LFM2 2.6B Exp (Experimental)
Throughput flagged / 1.46 GB
The LFM2 2.6B Experimental model is an unusual case. It passed conversation, thinking mode, native tool parsing, and end-to-end tool roundtrip correctly, but the speed benchmark returned inconsistent token counts across passes, triggering a throughput_invalid flag in the harness. Two of five passes produced very short outputs, which inflated variance and disqualified the average. This is consistent with the model being an experimental pre-release. Capability-wise it is complete. The thinking mode verification was particularly clean: the model correctly wrapped scratchpad reasoning inside the LFM2 thinking format and stripped it on request. We are tracking this model and expect a stable release to clear the throughput test cleanly.
What the Tests Actually Verified
The benchmark runs more than just a speed loop. Each model goes through six distinct checks.
Conversation. A basic identity question confirms the model is loaded correctly and generating coherent text.
Speed. Five independent generation passes at a fixed token budget. The outlier pass is trimmed and the remaining four are averaged. Standard deviation is also captured: low stddev means consistent throughput, high stddev means the model is latency-variable under load.
Image understanding. A vision prompt against a test image. Models that do not support image input are skipped automatically. Passing requires a coherent, accurate description. All four multimodal models in this run passed.
Thinking mode. A math problem that benefits from step-by-step reasoning. The harness checks that the model both enters the thinking scratchpad and produces a correct final answer. It also verifies that the thought block can be cleanly stripped from the output, which is required for agent pipelines where internal reasoning should not be surfaced to the end user.

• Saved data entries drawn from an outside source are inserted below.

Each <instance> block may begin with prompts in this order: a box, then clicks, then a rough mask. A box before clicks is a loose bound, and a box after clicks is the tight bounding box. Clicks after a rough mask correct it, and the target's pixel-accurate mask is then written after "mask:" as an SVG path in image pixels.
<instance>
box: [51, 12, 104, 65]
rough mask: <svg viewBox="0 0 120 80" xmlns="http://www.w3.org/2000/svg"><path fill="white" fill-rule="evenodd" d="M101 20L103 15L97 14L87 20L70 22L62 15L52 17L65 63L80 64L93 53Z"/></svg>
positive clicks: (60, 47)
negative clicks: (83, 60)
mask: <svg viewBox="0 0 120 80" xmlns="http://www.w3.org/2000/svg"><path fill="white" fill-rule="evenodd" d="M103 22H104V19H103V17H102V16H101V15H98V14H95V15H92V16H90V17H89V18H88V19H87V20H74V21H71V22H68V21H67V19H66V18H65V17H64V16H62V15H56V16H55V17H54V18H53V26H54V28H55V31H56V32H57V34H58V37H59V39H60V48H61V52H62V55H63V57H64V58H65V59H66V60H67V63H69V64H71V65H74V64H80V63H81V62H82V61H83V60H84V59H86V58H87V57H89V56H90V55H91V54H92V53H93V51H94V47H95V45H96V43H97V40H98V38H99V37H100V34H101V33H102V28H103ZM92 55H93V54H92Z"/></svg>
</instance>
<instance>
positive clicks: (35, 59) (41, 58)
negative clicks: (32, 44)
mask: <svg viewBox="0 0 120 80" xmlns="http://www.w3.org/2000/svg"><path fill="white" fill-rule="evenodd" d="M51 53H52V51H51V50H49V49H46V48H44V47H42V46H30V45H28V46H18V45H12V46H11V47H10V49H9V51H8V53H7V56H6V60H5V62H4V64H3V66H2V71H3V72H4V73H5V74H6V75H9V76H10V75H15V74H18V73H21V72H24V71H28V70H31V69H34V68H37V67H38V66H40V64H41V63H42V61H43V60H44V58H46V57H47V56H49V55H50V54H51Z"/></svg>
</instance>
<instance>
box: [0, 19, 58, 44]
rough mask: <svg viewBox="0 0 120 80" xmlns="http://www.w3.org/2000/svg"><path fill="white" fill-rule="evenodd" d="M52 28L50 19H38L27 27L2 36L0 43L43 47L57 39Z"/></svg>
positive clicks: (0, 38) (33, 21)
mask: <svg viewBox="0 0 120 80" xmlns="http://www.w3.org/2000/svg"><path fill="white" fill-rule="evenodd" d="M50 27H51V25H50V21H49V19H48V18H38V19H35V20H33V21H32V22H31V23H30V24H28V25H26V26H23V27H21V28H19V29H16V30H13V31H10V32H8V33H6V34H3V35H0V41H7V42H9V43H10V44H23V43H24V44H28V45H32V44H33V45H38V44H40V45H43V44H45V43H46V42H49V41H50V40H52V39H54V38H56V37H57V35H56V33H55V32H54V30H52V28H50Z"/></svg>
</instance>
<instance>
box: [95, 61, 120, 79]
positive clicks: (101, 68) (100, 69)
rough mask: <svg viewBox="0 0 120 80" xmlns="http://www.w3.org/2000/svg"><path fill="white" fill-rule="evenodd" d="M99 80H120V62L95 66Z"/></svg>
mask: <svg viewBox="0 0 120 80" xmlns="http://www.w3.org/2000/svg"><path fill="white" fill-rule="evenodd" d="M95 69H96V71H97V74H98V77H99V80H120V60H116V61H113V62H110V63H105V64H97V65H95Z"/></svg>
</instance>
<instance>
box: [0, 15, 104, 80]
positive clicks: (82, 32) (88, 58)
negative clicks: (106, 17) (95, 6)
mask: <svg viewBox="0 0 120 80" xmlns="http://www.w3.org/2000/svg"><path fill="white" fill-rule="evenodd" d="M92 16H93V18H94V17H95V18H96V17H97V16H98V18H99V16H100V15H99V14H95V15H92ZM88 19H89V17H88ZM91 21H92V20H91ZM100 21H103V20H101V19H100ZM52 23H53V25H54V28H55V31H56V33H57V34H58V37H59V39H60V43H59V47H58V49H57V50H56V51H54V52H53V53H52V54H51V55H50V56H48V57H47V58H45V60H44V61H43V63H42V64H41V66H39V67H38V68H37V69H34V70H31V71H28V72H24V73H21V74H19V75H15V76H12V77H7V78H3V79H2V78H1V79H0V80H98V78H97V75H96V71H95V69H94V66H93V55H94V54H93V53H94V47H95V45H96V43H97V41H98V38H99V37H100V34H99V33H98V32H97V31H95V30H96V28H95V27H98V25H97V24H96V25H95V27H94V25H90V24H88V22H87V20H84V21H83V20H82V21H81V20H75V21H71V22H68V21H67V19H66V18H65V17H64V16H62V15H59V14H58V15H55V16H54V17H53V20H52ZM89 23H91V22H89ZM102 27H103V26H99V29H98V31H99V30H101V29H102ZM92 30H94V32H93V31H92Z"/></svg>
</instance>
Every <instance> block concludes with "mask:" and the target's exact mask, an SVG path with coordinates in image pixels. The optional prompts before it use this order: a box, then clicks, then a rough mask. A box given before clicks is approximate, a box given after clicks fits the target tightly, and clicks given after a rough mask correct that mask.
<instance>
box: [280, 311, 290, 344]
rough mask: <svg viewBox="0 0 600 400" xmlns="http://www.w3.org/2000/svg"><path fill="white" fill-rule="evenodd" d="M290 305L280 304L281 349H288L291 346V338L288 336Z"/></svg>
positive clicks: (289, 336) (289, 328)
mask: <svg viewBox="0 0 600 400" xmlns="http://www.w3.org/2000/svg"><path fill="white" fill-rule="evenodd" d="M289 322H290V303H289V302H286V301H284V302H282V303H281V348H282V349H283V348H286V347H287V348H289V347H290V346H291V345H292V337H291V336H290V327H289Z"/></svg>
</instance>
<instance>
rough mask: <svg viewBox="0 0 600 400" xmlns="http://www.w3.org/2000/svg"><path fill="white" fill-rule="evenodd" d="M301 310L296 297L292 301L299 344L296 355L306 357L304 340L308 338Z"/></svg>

Native tool parsing. A structured tool call prompt with a defined function schema. The harness verifies that the model emits a correctly formatted tool call matching the schema, without extra text or malformed JSON.
Tool roundtrip. The full agent loop: tool call emitted, tool results injected back, final answer generated using those results. Both test functions (add_numbers and get_current_time) must be called, the injected values must appear in the final answer, and the answer must be factually correct. All seven models completed this test successfully.
On the Hardware
The RX 7900 XTX is a good representative of the upper end of non-NVIDIA consumer hardware. It is not the fastest card for AI workloads (that remains NVIDIA's territory) but its 24 GB of VRAM makes it unusually capable for local model hosting, and its Vulkan support means it runs correctly in Miniloader without driver gymnastics.
Users with an RTX 3090, 4090, or similar NVIDIA card will see 15 to 40 percent higher throughput on most models due to more mature CUDA kernels in llama.cpp. Users with 8 or 12 GB of VRAM will need to rely on partial GPU offloading for the larger models, which reduces speed further.
These numbers are a snapshot of one real build running the Miniloader stack as shipped. No cherry-picked backends, no manual kernel tuning. What you see here is what you get.
The Miniloader Local Model Family
The models in this post are not listed in a compatibility table. They are supported. That means Miniloader ships with hardcoded chat templates, tested tool parsing, and verified thinking mode behaviour for each one. When you load any of these models into Basic Brain, you are getting a known-good configuration rather than a best-guess attempt.
The families in this run reflect our current view of where open-weight AI is heading: smaller MoE models that outperform larger dense ones, vision as a standard feature rather than a premium addon, and reasoning modes that work out of the box without prompt engineering. These are the most capable models available to run locally on consumer hardware today. That is why we chose them.
We will publish updated benchmarks as new model families are released and as the Miniloader runtime matures. The April 2026 run sets the baseline.